Quant au voyeurisme dont certains photoreporters sont accusés, il répond dans son livre De ma terre à la terre : « Ce ne sont pas les photographes qui créent les catastrophes. Elles sont les symptômes des dysfonctionnements de ce monde auquel nous participons tous. Les photographes ne sont pas là pour servir de miroir, comme les journalistes. Et qu’on ne me parle pas de voyeurisme ! Les voyeurs, ce sont les politiques qui ont laissé faire et les militaires qui ont facilité la répression au Rwanda. Ce sont eux, les responsables, ainsi que le Conseil de sécurité des Nations unies qui, par tous ses manquements, n’a pas empêché que des millions d’assassinats soient commis. »
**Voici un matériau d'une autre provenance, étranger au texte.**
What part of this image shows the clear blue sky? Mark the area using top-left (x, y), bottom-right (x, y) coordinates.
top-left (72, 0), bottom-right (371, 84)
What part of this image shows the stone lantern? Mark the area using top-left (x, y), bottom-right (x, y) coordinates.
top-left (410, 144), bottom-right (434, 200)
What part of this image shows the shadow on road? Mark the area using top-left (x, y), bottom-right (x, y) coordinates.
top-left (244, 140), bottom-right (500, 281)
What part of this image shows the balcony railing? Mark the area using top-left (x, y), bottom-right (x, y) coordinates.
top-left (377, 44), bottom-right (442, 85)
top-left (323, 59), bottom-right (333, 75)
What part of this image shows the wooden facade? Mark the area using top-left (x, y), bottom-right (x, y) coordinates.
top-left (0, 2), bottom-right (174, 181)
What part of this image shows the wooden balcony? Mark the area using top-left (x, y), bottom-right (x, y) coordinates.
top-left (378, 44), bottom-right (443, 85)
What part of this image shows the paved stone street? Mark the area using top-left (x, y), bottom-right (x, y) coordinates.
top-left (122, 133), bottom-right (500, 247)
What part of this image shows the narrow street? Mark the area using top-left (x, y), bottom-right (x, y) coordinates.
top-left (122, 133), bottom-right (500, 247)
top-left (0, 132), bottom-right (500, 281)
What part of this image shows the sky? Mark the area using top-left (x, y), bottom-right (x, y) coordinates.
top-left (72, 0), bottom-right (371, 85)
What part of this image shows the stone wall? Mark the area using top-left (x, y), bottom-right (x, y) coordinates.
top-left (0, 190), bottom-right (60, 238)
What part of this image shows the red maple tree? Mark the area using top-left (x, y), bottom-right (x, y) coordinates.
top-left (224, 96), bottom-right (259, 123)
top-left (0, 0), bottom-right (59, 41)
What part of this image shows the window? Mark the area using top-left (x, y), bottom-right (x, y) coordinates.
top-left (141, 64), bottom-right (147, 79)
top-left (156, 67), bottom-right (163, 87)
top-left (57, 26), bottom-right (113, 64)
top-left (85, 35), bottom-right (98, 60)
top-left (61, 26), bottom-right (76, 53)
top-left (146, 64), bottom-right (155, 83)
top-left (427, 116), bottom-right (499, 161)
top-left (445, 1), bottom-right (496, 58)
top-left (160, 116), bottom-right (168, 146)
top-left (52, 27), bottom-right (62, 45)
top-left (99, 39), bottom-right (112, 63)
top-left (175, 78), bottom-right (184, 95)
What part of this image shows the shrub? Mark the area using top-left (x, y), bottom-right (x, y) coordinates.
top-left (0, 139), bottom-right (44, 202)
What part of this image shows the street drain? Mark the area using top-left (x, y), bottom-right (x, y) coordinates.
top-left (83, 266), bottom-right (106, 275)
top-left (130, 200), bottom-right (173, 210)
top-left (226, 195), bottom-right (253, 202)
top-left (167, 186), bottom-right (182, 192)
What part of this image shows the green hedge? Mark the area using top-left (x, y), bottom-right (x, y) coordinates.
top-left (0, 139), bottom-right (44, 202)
Depuis qu’il a hérité de la propriété familiale, Sebastião Salgado et sa femme, Lélia Wanick Salgado, contribuent au reboisement de la forêt brésilienne. Avec son association Instituto Terra, et ses nombreux bénévoles (jusqu’à 120 en pleine saison), ils s’affairent maintenant pleinement à ce projet. La ferme familiale et ses alentours sont devenus une véritable réserve protégée, avec ses 300 espèces différentes de plantes et le retour progressif de la faune.
Pour aller plus loin, nous vous conseillons le film Le sel de la terre de Wim Wenders ainsi que ses livres photo, notamment Genesis, Exodes et Africa.